Thanks, Jamie, for putting intercept articles into perspective.
Robert Gates, rather than Bill Gates.
What’s the difference?
Lets see William is worth 82.7 billion Robert approximately 5 million for a rather significant difference of 82.695 billion I would say.
Hundreds of thousands killed and wounded..shattered lives..orphaned children.. a city and country in ruins. Hundreds of billions spent that could have been used elsewhere.
IT WAS A “MISTAKE?”
Is that all you can say get your head out of your ass.
100%agree, but a Start– you willnot even get that from some.
That is sufficient, if he was not in the decision.
Iraq is hell.
The darkness of the US soul.
He could have simply resigned his commission. If he was opposed at the time he could have done that; so, perhaps he wasn’t opposed that much or at all.
Have a look at the stories of brokenhearted families because they lost Marines in Iraq. For those families, Mattis’ words will cut to the quick whether he means them or not.
And here we go, this gets to the heart of military service:
How in the fuck does Mattis square up these two statements:
• “fight with a happy heart and strong spirit” to unseat a dictator who “murdered the Iraqi people … and threatened the world with weapons of mass destruction.”
and
• “But when it’s all over and done with, ladies and gentlemen, your military is obedient to the Constitution that says we obey the president. We swear an oath to protect that Constitution, and we live up to it.”

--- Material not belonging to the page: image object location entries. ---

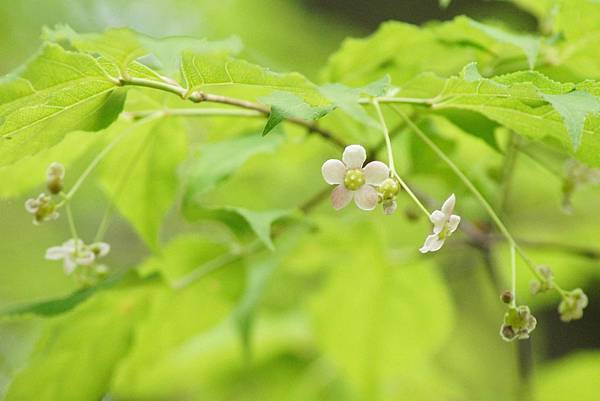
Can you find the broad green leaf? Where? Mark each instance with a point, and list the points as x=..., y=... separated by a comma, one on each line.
x=218, y=161
x=287, y=105
x=140, y=174
x=528, y=44
x=206, y=72
x=77, y=353
x=401, y=50
x=520, y=101
x=123, y=46
x=574, y=108
x=57, y=92
x=347, y=98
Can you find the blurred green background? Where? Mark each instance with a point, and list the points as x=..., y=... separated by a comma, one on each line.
x=456, y=355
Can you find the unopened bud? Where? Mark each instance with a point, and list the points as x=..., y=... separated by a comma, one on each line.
x=507, y=297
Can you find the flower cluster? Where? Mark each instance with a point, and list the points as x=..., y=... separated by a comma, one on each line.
x=75, y=253
x=572, y=305
x=43, y=208
x=367, y=185
x=518, y=323
x=444, y=224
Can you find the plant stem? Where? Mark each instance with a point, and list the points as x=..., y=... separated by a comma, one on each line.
x=388, y=144
x=490, y=210
x=199, y=97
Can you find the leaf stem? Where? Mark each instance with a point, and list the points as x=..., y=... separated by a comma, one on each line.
x=105, y=152
x=490, y=210
x=199, y=97
x=388, y=144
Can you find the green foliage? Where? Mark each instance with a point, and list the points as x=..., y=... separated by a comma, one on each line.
x=344, y=308
x=57, y=92
x=140, y=174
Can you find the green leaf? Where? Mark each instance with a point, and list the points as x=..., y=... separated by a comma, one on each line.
x=186, y=254
x=60, y=305
x=574, y=108
x=77, y=353
x=287, y=105
x=569, y=378
x=123, y=46
x=203, y=71
x=347, y=98
x=392, y=314
x=528, y=44
x=140, y=174
x=57, y=92
x=218, y=161
x=29, y=172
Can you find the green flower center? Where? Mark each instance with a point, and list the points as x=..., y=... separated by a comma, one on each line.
x=354, y=179
x=389, y=188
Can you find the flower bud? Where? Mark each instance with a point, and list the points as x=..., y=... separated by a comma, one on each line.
x=507, y=297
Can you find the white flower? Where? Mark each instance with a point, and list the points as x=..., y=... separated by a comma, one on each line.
x=354, y=181
x=75, y=253
x=444, y=224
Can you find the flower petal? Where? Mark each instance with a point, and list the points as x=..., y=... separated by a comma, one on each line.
x=432, y=244
x=100, y=249
x=453, y=223
x=85, y=257
x=333, y=171
x=366, y=198
x=438, y=218
x=354, y=156
x=376, y=172
x=340, y=197
x=448, y=206
x=56, y=253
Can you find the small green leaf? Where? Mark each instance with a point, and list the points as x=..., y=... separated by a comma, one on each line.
x=574, y=108
x=140, y=176
x=470, y=73
x=201, y=71
x=218, y=161
x=57, y=92
x=287, y=105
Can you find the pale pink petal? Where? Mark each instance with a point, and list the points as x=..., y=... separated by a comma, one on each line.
x=366, y=198
x=69, y=265
x=100, y=249
x=448, y=206
x=340, y=197
x=56, y=253
x=376, y=172
x=453, y=223
x=438, y=219
x=354, y=156
x=333, y=171
x=85, y=257
x=432, y=244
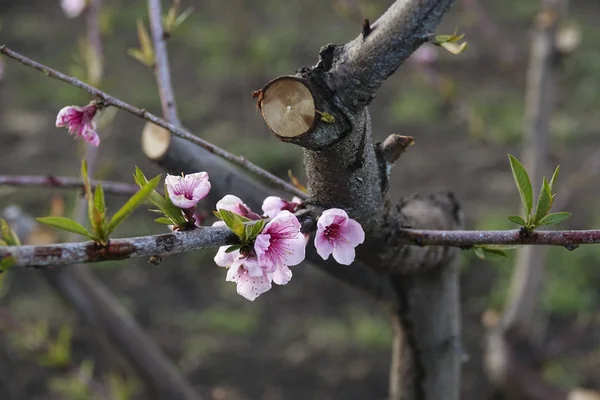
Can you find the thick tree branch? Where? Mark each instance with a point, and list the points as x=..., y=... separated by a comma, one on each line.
x=109, y=100
x=118, y=249
x=361, y=66
x=66, y=182
x=205, y=237
x=467, y=239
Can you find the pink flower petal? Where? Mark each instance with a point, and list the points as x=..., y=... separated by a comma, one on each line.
x=337, y=234
x=186, y=191
x=223, y=259
x=344, y=253
x=282, y=275
x=281, y=242
x=248, y=286
x=323, y=246
x=272, y=205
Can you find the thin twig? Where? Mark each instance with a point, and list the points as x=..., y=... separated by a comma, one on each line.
x=162, y=72
x=66, y=182
x=180, y=132
x=466, y=239
x=522, y=303
x=205, y=237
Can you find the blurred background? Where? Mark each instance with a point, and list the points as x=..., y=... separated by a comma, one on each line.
x=314, y=338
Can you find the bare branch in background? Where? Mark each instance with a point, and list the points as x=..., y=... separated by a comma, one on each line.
x=109, y=100
x=513, y=357
x=66, y=182
x=489, y=30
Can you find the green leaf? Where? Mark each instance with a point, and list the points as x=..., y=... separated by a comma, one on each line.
x=145, y=42
x=517, y=220
x=479, y=252
x=6, y=263
x=8, y=235
x=139, y=177
x=134, y=202
x=544, y=202
x=66, y=224
x=523, y=184
x=554, y=176
x=253, y=230
x=173, y=212
x=554, y=218
x=235, y=223
x=99, y=213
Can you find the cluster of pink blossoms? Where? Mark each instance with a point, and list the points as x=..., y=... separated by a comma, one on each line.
x=80, y=122
x=280, y=244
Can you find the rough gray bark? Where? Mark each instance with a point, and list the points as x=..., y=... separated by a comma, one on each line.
x=346, y=169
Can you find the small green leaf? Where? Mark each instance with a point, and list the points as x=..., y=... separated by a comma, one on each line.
x=139, y=177
x=6, y=263
x=99, y=214
x=554, y=218
x=235, y=223
x=145, y=42
x=328, y=118
x=99, y=203
x=8, y=235
x=554, y=176
x=517, y=220
x=256, y=229
x=479, y=252
x=544, y=202
x=134, y=202
x=523, y=184
x=66, y=224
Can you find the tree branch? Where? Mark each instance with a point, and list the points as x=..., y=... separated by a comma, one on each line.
x=118, y=249
x=467, y=239
x=66, y=182
x=162, y=71
x=180, y=132
x=526, y=282
x=361, y=66
x=205, y=237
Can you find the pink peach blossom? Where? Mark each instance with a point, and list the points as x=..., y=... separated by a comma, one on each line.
x=338, y=234
x=187, y=190
x=80, y=122
x=281, y=242
x=251, y=279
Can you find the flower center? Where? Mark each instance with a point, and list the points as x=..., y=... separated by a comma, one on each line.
x=332, y=232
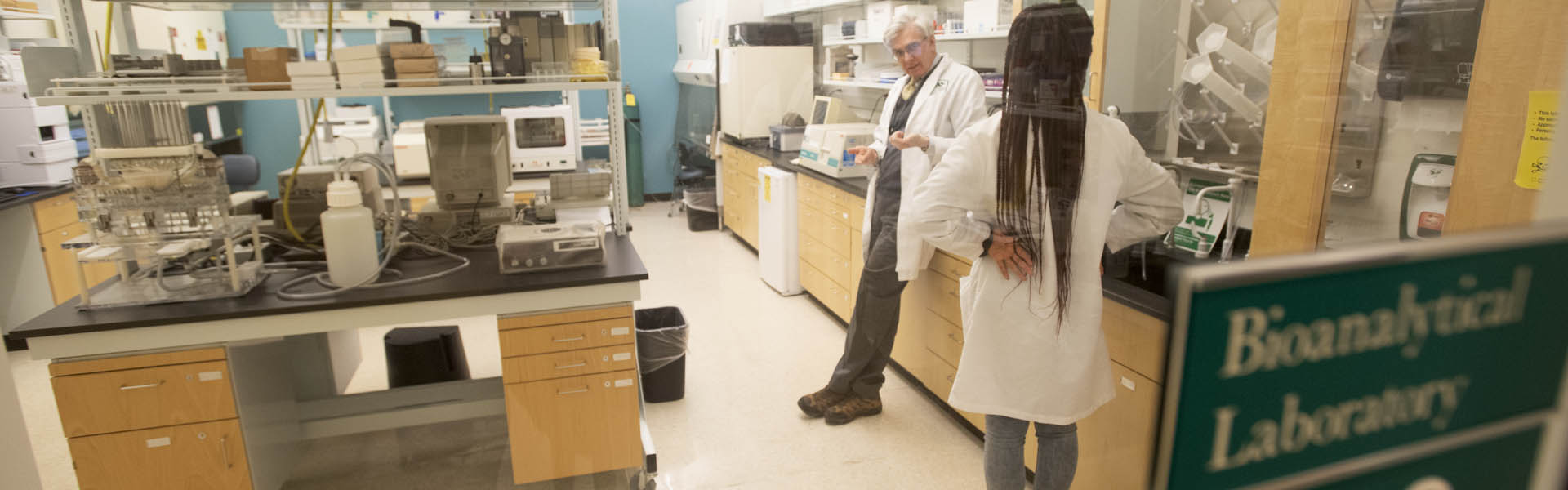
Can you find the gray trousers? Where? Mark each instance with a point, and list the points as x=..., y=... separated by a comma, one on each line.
x=875, y=318
x=1056, y=462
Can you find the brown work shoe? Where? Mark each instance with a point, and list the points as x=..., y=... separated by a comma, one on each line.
x=816, y=404
x=852, y=408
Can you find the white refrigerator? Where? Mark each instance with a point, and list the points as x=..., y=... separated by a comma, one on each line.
x=778, y=233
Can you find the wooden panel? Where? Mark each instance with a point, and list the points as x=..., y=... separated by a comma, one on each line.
x=1523, y=47
x=143, y=398
x=132, y=362
x=54, y=212
x=944, y=340
x=568, y=316
x=194, y=456
x=1298, y=140
x=949, y=265
x=549, y=367
x=1117, y=442
x=569, y=336
x=1136, y=340
x=572, y=426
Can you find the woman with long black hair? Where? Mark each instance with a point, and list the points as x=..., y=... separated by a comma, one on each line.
x=1032, y=195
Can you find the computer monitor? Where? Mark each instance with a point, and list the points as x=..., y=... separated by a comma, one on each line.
x=826, y=110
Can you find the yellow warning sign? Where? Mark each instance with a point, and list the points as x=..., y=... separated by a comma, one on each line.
x=1540, y=126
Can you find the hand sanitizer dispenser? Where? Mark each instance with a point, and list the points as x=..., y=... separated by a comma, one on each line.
x=1426, y=197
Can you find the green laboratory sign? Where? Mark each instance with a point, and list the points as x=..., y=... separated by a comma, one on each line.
x=1366, y=367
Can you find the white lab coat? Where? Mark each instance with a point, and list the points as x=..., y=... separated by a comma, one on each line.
x=1015, y=360
x=951, y=100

What does unseating a dictator w/ or w/o WMD have to do with upholding and defending the U.S. Constitution?
When you realize that it was the POTUSs decision to go to war,backed by every MSM,politician and idiot in America,and the generals job to carry it out,you will all might realize that pointing the finger at this guy in righteous indignation is hypocritical,and the fact is GG agreed also at the time,so point fingers at him.
“He could have simply resigned his commission. If he was opposed at the time he could have done that; so, perhaps he wasn’t opposed that much or at all.
Have a look at the stories of brokenhearted families because they lost Marines in Iraq. For those families, Mattis’ words will cut to the quick whether he means them or not.”
If those marines opposed the war or didn’t want to die they could have gone AWOL or refused to fight. I mean if you’re going to say a general should’ve done something like that, than you should accept that the troops could’ve/should’ve as well. I don’t see much difference (well, aside from a general has more legal avenues to refuse/retire/resign).
Trump looks more and more like an orthodox Republican, who Democrats always find easy to work with; all the hysterical shrieking about the destruction of “American values” (which have degenerated into protectionism and global selfishness, which Trump exemplifies) are unlikely to change anything positively.
Instead of wasting time and money on recounts or banning the Electoral College, progressives should focus on the economic issues that won Trump the election. It’s all very fine to promote equality, but it should be remembered that people tend to be much more open to different lifestyles when their own lives are not threatened by poverty.
“Elsewhere, Mattis has suggested that there is some link between ISIS and Iran.”
I’d sure like to see some evidence of this as ISIS is very definitely a Sunni Islam off-shoot which loathes the apostate Shi’ites and Iran is most decidedly Shia.
His linked statement: “‘What is the one country in the Middle East that has not been attacked by ISIS? One. And it’s Iran. That is just more than happenstance, I’m sure.'”
The idea that because ISIS hasn’t attacked Iran that means they are buddies and not fundamentally enemies is just nuts. Maybe the five threats he [Mattis] said that the country [Iran] poses: nuclear, maritime, ballistic missile, cyber and through its Quds Force. . . .” ought to perhaps be considered a deterrent one that any rational, non-war-mongerer would understand. Does that make ISIS smarter than ?
IS not attacking Iran? They haven’t attacked the US either. So……we’re allies? ; )
A thousand dead Iranian soldiers shows that not only is ISIS attacking Iran, Iran is attacking ISIS.
Like Vietnam (unlike WWI and WWII) Politicians deciding how to run a war create these never ending conflicts. Let the military professionals do their job and end (or even decide to never enter) these conflicts.